After a bit of tinkering, I was able to solve this by forcing pycuda to rebuild. We are now up and running again.

I had previously forced a reinstallation of the worker version 3.4.0, and this showed pycuda as building cleanly with no errors, so I’m not quite sure why this was necessary.

We appreciate the guidance from wtempel and rbs_sci. All of this discussion pointed us in the right direction for solving this problem.

2 Likes

Update from me also. With the 4.0.3 update, I wondered whether there was a minor change which might make 4 install. Nope, failed at the same point again: pycuda 2020.

The Master and Worker installed fine except for pycuda. I tried different version of CUDA, different versions of gcc and all failed the same way. I eval’d into the worker environment and installed pycuda 2022, connected the worker node and the T20S workflow goes all the way through without issue (except for submitting every job as requiring an SSD, when there is --nossd set during install) and an apoferritin test set also runs through to 1.97 Angstrom without issue (which is where it tends to stop in cryoSPARC).
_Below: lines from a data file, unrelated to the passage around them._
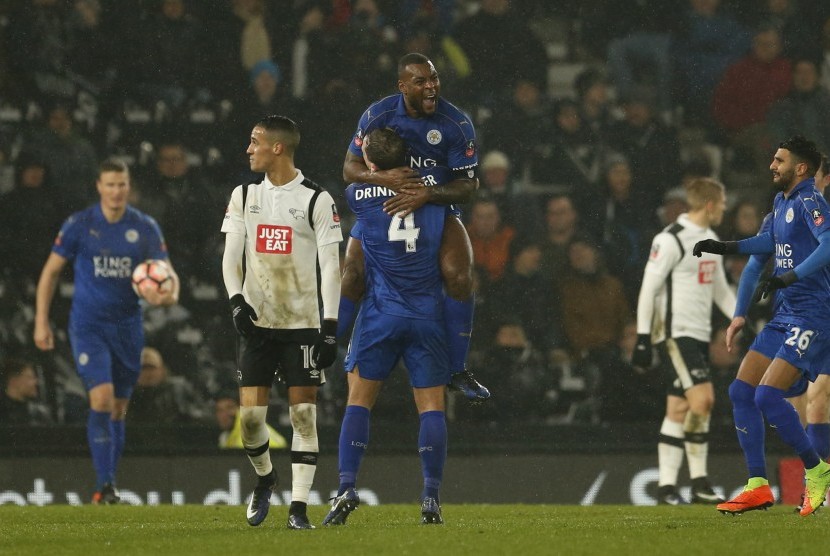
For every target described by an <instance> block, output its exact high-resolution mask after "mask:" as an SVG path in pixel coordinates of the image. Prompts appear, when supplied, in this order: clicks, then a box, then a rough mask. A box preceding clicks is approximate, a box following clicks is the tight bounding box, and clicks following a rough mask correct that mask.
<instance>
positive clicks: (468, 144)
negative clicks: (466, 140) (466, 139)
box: [464, 140, 476, 158]
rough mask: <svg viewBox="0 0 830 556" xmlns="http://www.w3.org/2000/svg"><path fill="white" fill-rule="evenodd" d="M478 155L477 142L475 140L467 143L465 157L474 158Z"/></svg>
mask: <svg viewBox="0 0 830 556" xmlns="http://www.w3.org/2000/svg"><path fill="white" fill-rule="evenodd" d="M475 154H476V142H475V141H473V140H470V141H467V149H466V150H465V151H464V156H466V157H467V158H472V157H473V156H474V155H475Z"/></svg>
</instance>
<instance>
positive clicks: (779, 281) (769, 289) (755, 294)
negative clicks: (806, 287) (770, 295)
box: [752, 270, 798, 303]
mask: <svg viewBox="0 0 830 556" xmlns="http://www.w3.org/2000/svg"><path fill="white" fill-rule="evenodd" d="M796 280H798V276H796V274H795V271H792V270H790V271H788V272H785V273H784V274H780V275H778V276H770V277H768V278H764V279H763V280H761V281H760V282H758V288H756V290H755V295H754V296H752V302H753V303H758V302H759V301H761V300H762V299H766V298H767V296H769V295H771V294H772V292H774V291H775V290H780V289H781V288H786V287H787V286H789V285H790V284H792V283H793V282H795V281H796Z"/></svg>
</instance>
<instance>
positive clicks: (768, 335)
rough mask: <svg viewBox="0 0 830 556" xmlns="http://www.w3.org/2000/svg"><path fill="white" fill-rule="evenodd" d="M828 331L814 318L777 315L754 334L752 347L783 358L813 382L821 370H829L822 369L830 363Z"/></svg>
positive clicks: (764, 353)
mask: <svg viewBox="0 0 830 556" xmlns="http://www.w3.org/2000/svg"><path fill="white" fill-rule="evenodd" d="M828 332H830V331H828V330H826V329H825V328H824V327H823V326H821V324H820V323H817V322H814V321H813V320H811V319H805V318H800V317H793V316H778V315H776V316H775V317H774V318H773V319H772V320H771V321H770V322H768V323H767V324H766V326H764V328H763V330H761V332H760V333H759V334H758V336H756V337H755V341H753V342H752V345H751V346H749V349H751V350H753V351H757V352H758V353H760V354H761V355H763V356H765V357H768V358H769V359H775V358H778V359H783V360H784V361H786V362H787V363H789V364H790V365H792V366H794V367H796V368H797V369H799V370H800V371H801V372H802V374H803V375H804V376H805V377H806V378H807V379H808V380H810V381H811V382H812V381H814V380H815V379H816V377H817V376H818V375H819V374H827V372H828V371H827V370H823V368H824V367H828V365H830V334H828ZM828 370H830V368H828Z"/></svg>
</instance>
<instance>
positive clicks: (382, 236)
mask: <svg viewBox="0 0 830 556" xmlns="http://www.w3.org/2000/svg"><path fill="white" fill-rule="evenodd" d="M393 195H394V192H392V191H391V190H389V189H387V188H385V187H381V186H379V185H373V184H367V183H353V184H351V185H349V187H348V188H346V201H347V202H348V204H349V208H350V209H351V210H352V212H354V214H355V215H356V216H357V222H358V225H357V226H355V228H357V229H358V230H359V233H358V234H357V235H356V236H354V237H356V239H359V240H360V241H361V242H362V244H363V254H364V258H365V268H366V292H367V293H366V295H367V296H372V302H373V303H374V305H375V307H376V308H377V310H378V311H380V312H381V313H385V314H389V315H397V316H402V317H410V318H418V319H441V318H443V283H442V281H441V272H440V269H439V265H438V251H439V249H440V247H441V236H442V234H443V232H444V216H445V214H446V210H445V207H442V206H439V205H432V204H427V205H424V206H423V207H421V208H419V209H418V210H416V211H415V212H413V213H411V214H410V215H409V216H407V217H406V218H398V217H397V216H391V215H388V214H386V213H385V212H383V203H384V201H386V200H387V199H389V198H390V197H392V196H393ZM353 234H354V232H353Z"/></svg>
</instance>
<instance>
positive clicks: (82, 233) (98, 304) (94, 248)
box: [52, 204, 167, 323]
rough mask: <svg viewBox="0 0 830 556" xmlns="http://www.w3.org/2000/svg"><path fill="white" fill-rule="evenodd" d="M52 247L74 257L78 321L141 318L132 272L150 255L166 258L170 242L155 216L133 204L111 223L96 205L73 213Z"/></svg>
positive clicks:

Currently running a lower symmetry example from a different 'scope through.

The errors thrown by pycuda are not very helpful, particularly since 2022 builds fine but 2020 included with cryoSPARC doesn’t.

That said, I’m not really happy with running a version of pycuda which cryoSPARC wasn’t designed for… even though everything appears to work. That system was only running Arch because it was some brand-new hardware which at the time would not boot on Ubuntu or CentOS. It’s time I reinstalled it.

Thank you for the update and the suggestion about T20S workflow particle caching.
Please can you confirm that you observed the pycuda installation error on Arch, but not on Ubuntu or CentOS?

Greetings.

I think this question was directed at rbs_sci, but for the sake of thread completion our system is CentOS 7.

Yes, I confirm a pycuda install error on Arch but not on Ubuntu 20.04 or 22.04.

I can copy the cryoSPARC installs somewhere safe and run through a full install again for both Ubuntu 22.04 and the current Arch box and save the logs if that would help?

Thank you for your kind offer. In our tests, installation on Ubuntu-22.04 worked, and we would be interested in learning about errors experienced by users on Ubuntu-{18,20,22}.04 (as well as RHEL family distributions).
In case you are planning a new installation or re-installation on Arch Linux anyway, a complete log of the installation commands, output and errors might be useful to us. We ask for your understanding, however, that support of our software on Linux Arch is not a priority for us right now.

@wtempel,

Aye, I know Arch isn’t officially supported.

When I get a chance, I’ll bundle up all install input and output on Arch.